The gene functional association networks used in this paper are obtained from the STRING database. The nodes in the networks are genes. And a pair of nodes is connected with an edge if the corresponding genes are considered to be functionally associated by some evidence. The edge weights are assigned by the STRING database based on the evidence that support the functional association. A threshold above 700 is considered as “high confidence” in the STRING database, so we only keep the edges with weights above 700.
After the network construction, we employ our Dense and Enriched Subgraph Enumeration (DENSE) algorithm to enumerate “dense and enriched” subgraphs in each network. Intuitively, DENSE works as follows, given an organismal protein (gene) functional association network and a set of proteins (genes) as the query, DENSE enumerates all the dense subgraphs that are enriched by the query proteins. Every subgraph generated by DENSE contains at least γ percentage of nodes that are from the query protein set, and each node in the subgraph is adjacent to at least μ percentage of the other nodes in the subgraph. And in simple terms, the algorithm is able to extract the proteins that are functionally associated with the query proteins (i.e., form functional modules with them). In the paper, a biologist’s knowledge priors have been incorporated into the query set. Here, we use the phenotype-determining components generated by Spice as the query set for the DENSE algorithm. The default parameter values, μ =75 and γ =0.1, are used to find all highly connected (but not fully connected) subgraphs that contain at least one query node. [For more details on the DENSE algorithm and the software, please, refer to paper].
The “dense enriched” subgraphs generated by DENSE are assumed to be the functional modules, because we start with the functional association network and impose the μ parameter to generate the highly connected subgraphs. However, a further functional enrichment analysis is performed on the discovered modules by using the GO TERM FINDER tool. And the result shows that the discovered modules are indeed functionally coherent. [Since our work does not focus on the functional enrichment analysis, the experimental results are available upon request].

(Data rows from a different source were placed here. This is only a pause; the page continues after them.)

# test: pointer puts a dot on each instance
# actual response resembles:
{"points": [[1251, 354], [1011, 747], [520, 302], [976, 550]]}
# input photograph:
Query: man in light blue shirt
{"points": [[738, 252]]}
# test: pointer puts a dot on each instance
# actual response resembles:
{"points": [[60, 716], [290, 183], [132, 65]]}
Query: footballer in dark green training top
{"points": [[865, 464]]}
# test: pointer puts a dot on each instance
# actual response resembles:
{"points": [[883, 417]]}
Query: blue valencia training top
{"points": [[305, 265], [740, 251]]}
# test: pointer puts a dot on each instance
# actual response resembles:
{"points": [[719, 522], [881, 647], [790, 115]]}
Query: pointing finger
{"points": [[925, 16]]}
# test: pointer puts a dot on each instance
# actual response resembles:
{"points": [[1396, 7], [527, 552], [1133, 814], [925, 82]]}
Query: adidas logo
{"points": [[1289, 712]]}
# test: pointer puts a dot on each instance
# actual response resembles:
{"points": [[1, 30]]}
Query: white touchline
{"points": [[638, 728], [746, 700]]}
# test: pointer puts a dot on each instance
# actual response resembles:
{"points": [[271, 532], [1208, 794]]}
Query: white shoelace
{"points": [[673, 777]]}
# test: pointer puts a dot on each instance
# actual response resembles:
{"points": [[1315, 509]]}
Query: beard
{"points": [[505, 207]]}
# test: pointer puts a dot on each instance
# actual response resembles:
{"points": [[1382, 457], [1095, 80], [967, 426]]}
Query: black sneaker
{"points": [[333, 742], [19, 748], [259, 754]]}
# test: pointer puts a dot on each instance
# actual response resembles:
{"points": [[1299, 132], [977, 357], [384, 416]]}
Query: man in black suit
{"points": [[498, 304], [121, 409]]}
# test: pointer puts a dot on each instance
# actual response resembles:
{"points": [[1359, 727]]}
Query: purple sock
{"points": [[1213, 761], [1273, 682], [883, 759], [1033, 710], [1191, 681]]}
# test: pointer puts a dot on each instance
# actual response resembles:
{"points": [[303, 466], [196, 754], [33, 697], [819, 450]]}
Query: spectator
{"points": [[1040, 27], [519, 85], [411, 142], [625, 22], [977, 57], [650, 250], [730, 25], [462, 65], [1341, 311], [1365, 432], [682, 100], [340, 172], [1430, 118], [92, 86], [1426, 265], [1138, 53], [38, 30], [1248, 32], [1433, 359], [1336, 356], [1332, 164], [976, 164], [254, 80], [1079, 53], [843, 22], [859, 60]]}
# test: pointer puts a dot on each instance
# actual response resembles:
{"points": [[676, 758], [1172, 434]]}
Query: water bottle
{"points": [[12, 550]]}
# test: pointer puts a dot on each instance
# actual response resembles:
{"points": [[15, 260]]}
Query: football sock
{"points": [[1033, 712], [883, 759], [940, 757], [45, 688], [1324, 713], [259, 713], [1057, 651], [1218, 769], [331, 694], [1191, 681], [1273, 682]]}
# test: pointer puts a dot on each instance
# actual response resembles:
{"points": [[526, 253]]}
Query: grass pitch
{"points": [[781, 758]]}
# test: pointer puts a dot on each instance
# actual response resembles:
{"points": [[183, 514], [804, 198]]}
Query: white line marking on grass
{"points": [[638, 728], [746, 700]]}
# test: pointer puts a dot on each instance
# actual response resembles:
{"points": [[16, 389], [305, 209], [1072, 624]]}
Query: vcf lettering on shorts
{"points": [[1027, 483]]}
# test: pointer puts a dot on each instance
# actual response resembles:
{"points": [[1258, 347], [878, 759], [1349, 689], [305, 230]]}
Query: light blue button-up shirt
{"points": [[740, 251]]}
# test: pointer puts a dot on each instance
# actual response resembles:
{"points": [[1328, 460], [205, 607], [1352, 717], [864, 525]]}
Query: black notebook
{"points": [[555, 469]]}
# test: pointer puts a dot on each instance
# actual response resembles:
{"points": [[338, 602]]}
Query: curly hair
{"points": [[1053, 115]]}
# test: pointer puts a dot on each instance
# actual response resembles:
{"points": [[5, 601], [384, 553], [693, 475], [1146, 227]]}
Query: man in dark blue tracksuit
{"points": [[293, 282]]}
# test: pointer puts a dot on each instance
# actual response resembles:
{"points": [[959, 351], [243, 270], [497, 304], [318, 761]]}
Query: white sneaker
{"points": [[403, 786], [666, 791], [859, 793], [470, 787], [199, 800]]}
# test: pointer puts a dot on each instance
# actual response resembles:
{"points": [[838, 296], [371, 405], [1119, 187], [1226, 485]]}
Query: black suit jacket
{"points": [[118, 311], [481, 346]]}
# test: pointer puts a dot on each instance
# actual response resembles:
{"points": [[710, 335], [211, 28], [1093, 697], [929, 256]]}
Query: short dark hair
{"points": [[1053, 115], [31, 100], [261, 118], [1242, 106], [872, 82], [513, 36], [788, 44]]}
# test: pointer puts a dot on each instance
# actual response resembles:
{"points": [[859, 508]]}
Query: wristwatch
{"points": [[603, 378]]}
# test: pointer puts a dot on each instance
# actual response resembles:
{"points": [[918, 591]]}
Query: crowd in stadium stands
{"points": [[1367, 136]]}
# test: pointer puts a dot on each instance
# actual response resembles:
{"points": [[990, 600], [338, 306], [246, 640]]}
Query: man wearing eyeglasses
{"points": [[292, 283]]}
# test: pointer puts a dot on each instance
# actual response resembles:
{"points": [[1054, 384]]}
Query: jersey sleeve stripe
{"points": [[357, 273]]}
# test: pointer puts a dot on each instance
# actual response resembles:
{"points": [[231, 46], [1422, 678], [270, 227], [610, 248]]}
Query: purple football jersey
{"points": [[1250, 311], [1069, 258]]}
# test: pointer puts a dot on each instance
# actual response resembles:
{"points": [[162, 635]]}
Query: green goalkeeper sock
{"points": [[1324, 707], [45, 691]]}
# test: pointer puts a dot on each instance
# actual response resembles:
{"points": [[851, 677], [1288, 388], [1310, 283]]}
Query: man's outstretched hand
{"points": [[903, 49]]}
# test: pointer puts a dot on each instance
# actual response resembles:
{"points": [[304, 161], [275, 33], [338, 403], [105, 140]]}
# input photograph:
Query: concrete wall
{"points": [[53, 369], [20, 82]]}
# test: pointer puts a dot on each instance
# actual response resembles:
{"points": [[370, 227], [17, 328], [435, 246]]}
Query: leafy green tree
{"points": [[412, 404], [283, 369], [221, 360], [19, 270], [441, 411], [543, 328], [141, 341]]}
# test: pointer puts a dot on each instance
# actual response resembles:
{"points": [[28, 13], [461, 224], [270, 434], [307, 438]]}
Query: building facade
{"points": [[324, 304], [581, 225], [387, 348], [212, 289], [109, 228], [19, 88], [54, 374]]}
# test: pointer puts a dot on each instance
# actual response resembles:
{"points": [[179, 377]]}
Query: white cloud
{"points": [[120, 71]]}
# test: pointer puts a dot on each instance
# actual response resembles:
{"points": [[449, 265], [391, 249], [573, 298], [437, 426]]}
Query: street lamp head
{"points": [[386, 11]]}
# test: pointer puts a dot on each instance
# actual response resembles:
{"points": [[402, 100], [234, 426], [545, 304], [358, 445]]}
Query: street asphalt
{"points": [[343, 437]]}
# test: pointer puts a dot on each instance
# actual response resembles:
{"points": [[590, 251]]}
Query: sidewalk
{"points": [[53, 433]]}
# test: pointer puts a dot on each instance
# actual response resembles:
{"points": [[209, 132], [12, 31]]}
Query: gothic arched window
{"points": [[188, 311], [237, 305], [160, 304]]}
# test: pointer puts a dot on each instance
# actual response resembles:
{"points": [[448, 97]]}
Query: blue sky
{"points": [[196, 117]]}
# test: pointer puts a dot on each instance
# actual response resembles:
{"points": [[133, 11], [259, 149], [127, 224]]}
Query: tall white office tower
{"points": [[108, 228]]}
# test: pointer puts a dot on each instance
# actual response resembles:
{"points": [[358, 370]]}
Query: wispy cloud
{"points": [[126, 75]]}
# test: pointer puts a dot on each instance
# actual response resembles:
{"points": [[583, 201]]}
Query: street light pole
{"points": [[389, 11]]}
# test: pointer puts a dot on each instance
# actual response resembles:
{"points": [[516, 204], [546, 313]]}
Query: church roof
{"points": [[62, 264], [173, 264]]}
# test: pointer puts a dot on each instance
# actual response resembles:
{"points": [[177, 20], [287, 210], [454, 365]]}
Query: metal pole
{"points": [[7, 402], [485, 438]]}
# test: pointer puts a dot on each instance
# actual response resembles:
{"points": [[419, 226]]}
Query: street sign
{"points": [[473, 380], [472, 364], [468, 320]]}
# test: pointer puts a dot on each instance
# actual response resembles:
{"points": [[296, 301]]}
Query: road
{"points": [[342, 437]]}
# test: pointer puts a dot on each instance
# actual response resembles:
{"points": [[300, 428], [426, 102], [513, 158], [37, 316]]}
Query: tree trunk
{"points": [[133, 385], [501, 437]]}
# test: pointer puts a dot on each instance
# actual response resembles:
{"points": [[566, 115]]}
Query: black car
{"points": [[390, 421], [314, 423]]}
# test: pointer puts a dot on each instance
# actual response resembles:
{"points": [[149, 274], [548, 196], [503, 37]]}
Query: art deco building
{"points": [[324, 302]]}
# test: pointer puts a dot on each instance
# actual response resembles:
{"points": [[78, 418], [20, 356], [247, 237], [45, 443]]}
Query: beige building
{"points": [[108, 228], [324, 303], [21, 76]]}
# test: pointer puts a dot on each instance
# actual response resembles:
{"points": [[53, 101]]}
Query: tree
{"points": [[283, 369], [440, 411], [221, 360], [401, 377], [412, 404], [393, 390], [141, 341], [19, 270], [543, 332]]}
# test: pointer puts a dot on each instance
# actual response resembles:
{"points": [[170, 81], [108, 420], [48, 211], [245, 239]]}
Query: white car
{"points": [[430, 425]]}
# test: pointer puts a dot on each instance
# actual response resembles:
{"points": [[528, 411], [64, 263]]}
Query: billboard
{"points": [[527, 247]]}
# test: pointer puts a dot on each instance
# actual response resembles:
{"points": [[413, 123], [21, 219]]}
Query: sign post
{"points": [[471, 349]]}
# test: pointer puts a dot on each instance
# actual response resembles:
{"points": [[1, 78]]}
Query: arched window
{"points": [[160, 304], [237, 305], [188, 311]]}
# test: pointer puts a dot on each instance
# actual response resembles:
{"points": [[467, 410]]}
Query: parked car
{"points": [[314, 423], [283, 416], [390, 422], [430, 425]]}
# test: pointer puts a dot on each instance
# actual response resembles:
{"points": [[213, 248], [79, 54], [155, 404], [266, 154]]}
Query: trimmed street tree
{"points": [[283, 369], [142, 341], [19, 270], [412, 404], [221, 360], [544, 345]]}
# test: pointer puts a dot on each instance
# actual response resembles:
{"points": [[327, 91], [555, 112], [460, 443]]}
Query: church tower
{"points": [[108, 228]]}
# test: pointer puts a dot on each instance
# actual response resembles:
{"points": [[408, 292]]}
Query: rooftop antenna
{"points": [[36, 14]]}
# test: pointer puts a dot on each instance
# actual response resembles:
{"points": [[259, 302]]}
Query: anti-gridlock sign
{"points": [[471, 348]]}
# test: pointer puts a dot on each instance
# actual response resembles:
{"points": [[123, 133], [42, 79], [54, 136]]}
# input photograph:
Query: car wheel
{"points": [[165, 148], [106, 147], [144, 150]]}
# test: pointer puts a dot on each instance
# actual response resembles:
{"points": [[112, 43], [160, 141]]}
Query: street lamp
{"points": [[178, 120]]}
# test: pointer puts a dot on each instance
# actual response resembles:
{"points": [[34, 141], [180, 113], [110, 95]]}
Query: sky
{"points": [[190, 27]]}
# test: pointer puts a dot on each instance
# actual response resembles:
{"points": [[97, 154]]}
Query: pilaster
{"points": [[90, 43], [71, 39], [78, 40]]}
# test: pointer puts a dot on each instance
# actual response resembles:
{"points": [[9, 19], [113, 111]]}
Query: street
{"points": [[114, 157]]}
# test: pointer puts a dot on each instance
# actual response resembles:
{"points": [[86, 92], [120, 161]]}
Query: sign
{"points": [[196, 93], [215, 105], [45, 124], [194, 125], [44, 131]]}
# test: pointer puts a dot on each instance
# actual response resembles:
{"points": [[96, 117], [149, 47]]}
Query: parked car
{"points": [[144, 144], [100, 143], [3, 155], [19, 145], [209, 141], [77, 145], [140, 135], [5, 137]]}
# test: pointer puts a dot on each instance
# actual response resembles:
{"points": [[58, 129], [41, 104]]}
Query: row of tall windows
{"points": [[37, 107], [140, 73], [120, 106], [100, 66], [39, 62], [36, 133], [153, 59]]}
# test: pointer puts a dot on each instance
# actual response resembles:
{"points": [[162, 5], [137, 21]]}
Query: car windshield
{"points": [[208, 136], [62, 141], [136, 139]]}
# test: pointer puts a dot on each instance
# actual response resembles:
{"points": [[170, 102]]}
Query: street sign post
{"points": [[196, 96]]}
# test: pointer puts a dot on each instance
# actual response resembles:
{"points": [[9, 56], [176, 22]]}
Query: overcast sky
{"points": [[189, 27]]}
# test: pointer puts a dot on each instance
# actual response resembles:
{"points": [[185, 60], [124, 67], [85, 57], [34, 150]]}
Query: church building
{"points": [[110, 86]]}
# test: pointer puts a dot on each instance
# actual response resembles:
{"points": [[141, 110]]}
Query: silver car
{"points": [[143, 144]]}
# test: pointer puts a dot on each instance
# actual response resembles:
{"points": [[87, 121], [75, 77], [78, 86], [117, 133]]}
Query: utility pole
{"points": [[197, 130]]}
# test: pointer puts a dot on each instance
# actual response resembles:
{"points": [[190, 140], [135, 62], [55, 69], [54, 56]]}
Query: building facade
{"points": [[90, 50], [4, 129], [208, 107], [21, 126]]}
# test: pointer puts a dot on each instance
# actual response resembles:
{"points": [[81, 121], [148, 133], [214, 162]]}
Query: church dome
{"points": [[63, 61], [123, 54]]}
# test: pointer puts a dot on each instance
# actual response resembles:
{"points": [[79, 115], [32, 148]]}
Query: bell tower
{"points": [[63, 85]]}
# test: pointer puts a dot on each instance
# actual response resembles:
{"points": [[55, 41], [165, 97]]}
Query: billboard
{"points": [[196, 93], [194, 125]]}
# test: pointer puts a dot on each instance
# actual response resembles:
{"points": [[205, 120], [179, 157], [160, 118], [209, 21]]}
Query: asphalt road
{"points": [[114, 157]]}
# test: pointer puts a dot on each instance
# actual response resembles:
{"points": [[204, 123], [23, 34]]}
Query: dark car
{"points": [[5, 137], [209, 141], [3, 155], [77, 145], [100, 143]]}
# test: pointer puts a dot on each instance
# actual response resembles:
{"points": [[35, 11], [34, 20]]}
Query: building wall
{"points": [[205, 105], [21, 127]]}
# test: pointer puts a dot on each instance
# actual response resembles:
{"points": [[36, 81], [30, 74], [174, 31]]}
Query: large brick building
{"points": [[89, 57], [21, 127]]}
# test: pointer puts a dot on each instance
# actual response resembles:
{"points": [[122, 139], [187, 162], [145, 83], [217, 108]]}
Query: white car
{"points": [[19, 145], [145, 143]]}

While DENSE is an effective and efficient algorithm to identify the functional modules in a biological network, it can only be applied to a single network at a time. However, we would like, using both phenotype-expressing and non-expressing organisms, to identify functional modules that are more biased towards the target phenotype. Thus, in this section, we propose an effective methodology to discover functional modules using DENSE but extending the procedure to utilize both phenotype-expressing and non-expressing organisms.
Definition 1 (β -Similar Dense Subgraphs)
Given two dense subgraphs generated from two different networks, we call the two subgraphs β-similar dense subgraphs if they share at least β percentage of nodes corresponding to homologous genes.
For a set of networks corresponding to phenotype-expressing organisms, we hypothesize that the conserved β-similar dense subgraph (see Definition 1) across the group of networks are the phenotype-associated functional modules. After generating all “dense enriched” subgraphs from each biological network by DENSE, we first detect the β-similar dense subgraphs across two networks based on the Definition 1, and then check if the β-similar dense subgraphs detected in the previous two networks are conserved in the third network. This procedure is continued until all networks in the group are examined. Our algorithm may miss some of the phenotype-related modules if the stringent value of β=100 are used. Hence, we chose a β value of 75 (midpoint of 50 and 100) to identify highly conserved (but not identical) subgraphs across all networks as the most probable modules. Detection of the conserved β-similar dense subgraphs in a group of networks can also help us filter out some spurious query nodes (see Cancer-related genes section), which are generated by our Step 1-Step 4.
We can take it one step further and use a group of contrast biological networks (i.e., networks of organisms that do not express the phenotype) to filter and obtain dense subgraphs that are not only identified as conserved in the previous step but are also “biased” towards the target phenotype. Here, by biased, we mean occurring in phenotype expressing organisms but not occurring in the phenotype non-expressing organisms. To achieve this goal, first, the networks are partitioned into different groups according to the phenotype(s), and then the β-similar dense subgraph detection algorithm is applied to each group of networks. After getting all the conserved β-similar dense subgraphs from all groups, we remove all the common conserved β-similar dense subgraphs appearing in at least two groups of networks.
As noted, three parameters, γ, μ and β, are used in our algorithm. The thresholds of the parameters depend on the application. But because the computational time of DENSE algorithm is relatively small, users can try different thresholds and use their prior knowledge to design the query sets (e.g., pathway-phenotype associations) to validate the results. [The parameter sensitivity analysis is available upon request]. And similar to other comparative analysis methods, our results are sensitive to the phylogenetic diversity of the organisms we chosen. A scoring function based on the phylogenetic diversity could be considered as an option to address this problem.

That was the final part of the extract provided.